Data published in the Journal of the National Cancer Institute demonstrated the potential for a noninvasive nasal test to help improve the safety and accuracy of lung cancer detection among current and former smokers, according to Veracyte Inc.

Boston University researchers sought to evaluate whether smoking produces field-of-injury genomic alterations in the cells lining human nasal passages. The investigators prospectively collected nasal epithelial cells from 505 current and former smokers undergoing diagnostic evaluation for pulmonary lesions in two, prospective multi-center clinical studies (AEGIS-1 and AEGIS-2).

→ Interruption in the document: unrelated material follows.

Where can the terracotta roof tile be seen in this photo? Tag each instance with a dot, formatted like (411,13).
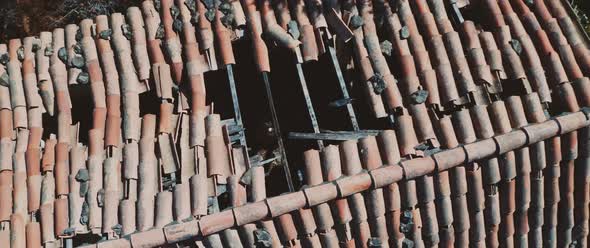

After one year of follow up, researchers identified differentially expressed genes in the nasal epithelium of AEGIS-1 patients who were diagnosed with lung cancer vs. those with benign disease. They also confirmed significant consistency between the field-of-injury alterations found in paired samples of cells from the lower and upper airways (bronchial and nasal epithelial cells).

Finally, the researchers determined that a noninvasive nasal classifier comprising 30 of the most differentially expressed genes significantly enhanced the ability of a risk model based only on clinical factors (age, smoking status) to predict lung-cancer status.

“The data published today provide compelling evidence that molecular biomarkers used to determine lung cancer risk in cells from the bronchial airway could provide similar information as cells obtained from a simple nasal swab. This discovery could  offer a method to further reduce the uncertainty, risk and cost associated with the early detection of lung cancer,” said Avrum Spira, MD, MSc, professor of medicine at Boston University School of Medicine and corresponding author on the JNCI paper. “This need is especially urgent given the growing number of lung-cancer screening programs in the United States.”

The new findings build on research previously conducted by Dr Spira and a team from Boston University, which demonstrated that cells in the central bronchial airways of the lung exhibit measurable cancer-associated gene-expression changes due to smoking. These collective genomic alterations comprise a “field of injury,” which serves as a biomarker distinguishing ever-smokers with lung cancer from those with benign lung disease, independent of clinical risk factors.

The field-of-injury innovation is the foundation for Veracyte’s Percepta Bronchial Genomic Classifier, which evaluates patient samples obtained by bronchoscopy to improve lung cancer screening and diagnosis.